15 Data Sources and Format Where Data Frames Come From

15 Data Sources and Format - Where DataFrames Come From #

Hello, I’m Wu Lei.

In the previous lecture, we focused on the origins of DataFrame and Spark SQL, and mentioned that DataFrame is an important entry point for Spark SQL. In other words, by creating a DataFrame and using the DataFrame development API, we can fully leverage the performance benefits provided by the Spark SQL optimization engine. Obviously, for beginners, the first step of creating a DataFrame becomes extremely important.

In the previous lecture, when we analyzed the car license plate lottery multiplier, we used the read API of SparkSession to create a DataFrame from a Parquet file. However, there are many other ways to create a DataFrame. It can be said without exaggeration that there are extremely rich ways to create a DataFrame, why is that?

As shown in the figure below, Spark supports multiple data sources, which can be divided into several categories according to the data source: driver-side custom data structures, (distributed) file systems, relational databases (RDBMS), relational data warehouses, NoSQL databases, and other computing engines.

Obviously, it is not practical, nor necessary, to have an in-depth introduction to Spark’s integration with each data source. We only need to focus on the most commonly used and common integration methods.

In this lecture, I will explain five common ways to create a DataFrame from the perspectives of the driver, file system, and RDBMS. Then I will take you to understand the usage scenarios and analyze the advantages and disadvantages of different methods.

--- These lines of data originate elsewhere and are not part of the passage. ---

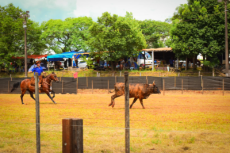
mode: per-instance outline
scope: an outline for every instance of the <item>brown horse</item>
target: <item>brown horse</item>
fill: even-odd
[[[55,73],[49,74],[47,77],[43,78],[42,86],[41,86],[41,89],[39,89],[39,93],[46,93],[48,95],[48,97],[53,101],[53,103],[56,104],[56,102],[53,100],[53,98],[55,97],[55,92],[53,90],[50,90],[51,80],[54,80],[55,82],[59,81]],[[31,86],[30,79],[25,79],[21,83],[20,82],[15,83],[13,85],[11,92],[14,91],[19,85],[21,88],[22,104],[24,104],[23,103],[23,96],[26,93],[26,91],[29,91],[30,97],[35,100],[35,98],[33,96],[33,93],[35,93],[35,86]],[[50,92],[53,93],[53,97],[50,96]]]

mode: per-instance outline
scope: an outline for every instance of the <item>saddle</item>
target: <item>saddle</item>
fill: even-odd
[[[38,78],[39,78],[38,84],[42,84],[42,82],[43,82],[43,76],[40,75],[40,76],[38,76]],[[31,86],[35,86],[35,78],[33,76],[30,79],[30,85]]]

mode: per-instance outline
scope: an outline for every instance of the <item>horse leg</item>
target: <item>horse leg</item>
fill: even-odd
[[[23,96],[26,93],[26,89],[21,89],[21,91],[22,91],[22,93],[21,93],[21,101],[22,101],[22,104],[24,104],[23,103]]]
[[[29,91],[29,90],[28,90],[28,91]],[[33,95],[33,92],[29,91],[29,93],[30,93],[30,97],[33,98],[33,99],[35,100],[34,95]]]
[[[141,103],[141,105],[142,105],[142,108],[145,109],[145,106],[144,106],[144,104],[143,104],[143,99],[140,99],[140,103]]]
[[[55,101],[53,100],[53,98],[50,96],[49,91],[47,90],[45,93],[46,93],[47,96],[52,100],[52,102],[53,102],[54,104],[56,104],[56,102],[55,102]]]
[[[112,96],[111,96],[111,103],[109,104],[109,106],[112,105],[112,107],[114,107],[114,105],[115,105],[114,99],[117,98],[117,97],[120,97],[120,96],[122,96],[122,95],[123,95],[123,94],[117,94],[117,93],[115,93],[114,95],[112,95]]]
[[[55,97],[55,92],[53,90],[50,90],[50,92],[53,94],[52,98],[54,98]]]
[[[132,103],[132,104],[130,105],[130,107],[129,107],[130,109],[132,108],[133,104],[134,104],[136,101],[137,101],[137,98],[134,98],[134,99],[133,99],[133,103]]]

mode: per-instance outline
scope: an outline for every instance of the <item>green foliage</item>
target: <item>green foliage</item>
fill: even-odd
[[[215,57],[224,51],[224,8],[217,0],[189,0],[176,9],[168,43],[180,56]],[[229,5],[228,5],[229,7]],[[230,18],[229,18],[230,19]]]
[[[171,24],[167,22],[144,20],[139,21],[142,33],[145,36],[147,48],[165,47],[165,40],[169,36]]]
[[[204,66],[208,66],[208,67],[215,67],[216,65],[220,64],[220,61],[217,57],[212,58],[211,60],[206,60],[206,61],[202,61]]]
[[[125,17],[105,12],[89,28],[91,53],[107,61],[117,61],[123,57],[137,55],[146,47],[145,38],[138,21],[131,13]]]
[[[81,56],[81,60],[85,61],[90,68],[94,68],[93,60],[90,57]]]
[[[51,19],[41,25],[42,39],[56,53],[60,50],[87,51],[89,46],[86,41],[90,38],[88,28],[92,23],[90,17],[66,18],[64,21]]]
[[[24,29],[20,13],[25,12],[13,4],[0,6],[0,65],[5,63],[8,66],[13,60],[12,56],[24,56]],[[27,29],[27,52],[28,54],[39,54],[46,48],[40,39],[39,25],[28,19]]]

Creating DataFrame from Driver #

In Spark, you can directly create a DataFrame from data structures such as arrays, tuples, and maps on the Driver side. DataFrames created in this way usually have limited data volume, so they are often used for auxiliary calculations or data exploration rather than directly participating in distributed computing. Nevertheless, learning this part is still very necessary as it can help us intuitively understand the relationship between DataFrame and RDD.

Do you remember? In terms of data representation, compared to RDDs, DataFrames only have an additional Schema. You can even say that a DataFrame is an RDD with a Schema. Therefore, the first method to create a DataFrame is to first create an RDD and then give it a Schema.

To create an RDD, let’s first define the list data structure seq. Each element of seq is a tuple, where the first element is of type String and the second element is of type Int. With the list data structure, we then create the RDD as shown below.

import org.apache.spark.rdd.RDD
val seq: Seq[(String, Int)] = Seq(("Bob", 14), ("Alice", 18))
val rdd: RDD[(String, Int)] = sc.parallelize(seq)

Once we have the RDD, let’s make a “hat” for it, which is the Schema we just mentioned. To create the Schema, we need to use several built-in types in Spark SQL, such as StructType, StructField, StringType, IntegerType, and so on.

Among them, StructType is used to define and encapsulate the Schema, StructField is used to define each field in the Schema, including the field name and field type. Stringtype, IntegerType, and other similar *Type types represent field types. To be consistent with the RDD data type, the element type corresponding to the Schema should be (StringType, IntegerType).

import org.apache.spark.sql.types.{StringType, IntegerType, StructField, StructType}
val schema: StructType = StructType(Array(
  StructField("name", StringType),
  StructField("age", IntegerType)
))

Alright, we now have the RDD and the “hat” Schema tailored for it. However, before putting the hat on, we need to tidy up the “hairstyle” of the RDD. What does that mean?

The createDataFrame method has two parameters. The first parameter is the RDD itself, and the second parameter is the Schema. createDataFrame requires the type of the RDD to be RDD[Row], where Row is org.apache.spark.sql.Row. Therefore, for an RDD of type RDD[(String, Int)], we need to convert it to RDD[Row].

import org.apache.spark.sql.Row
val rowRDD: RDD[Row] = rdd.map(fields => Row(fields._1, fields._2))

After tidying up the “hairstyle”, we can then call createDataFrame to create a DataFrame, as shown below.

import org.apache.spark.sql.DataFrame
val dataFrame: DataFrame = spark.createDataFrame(rowRDD, schema)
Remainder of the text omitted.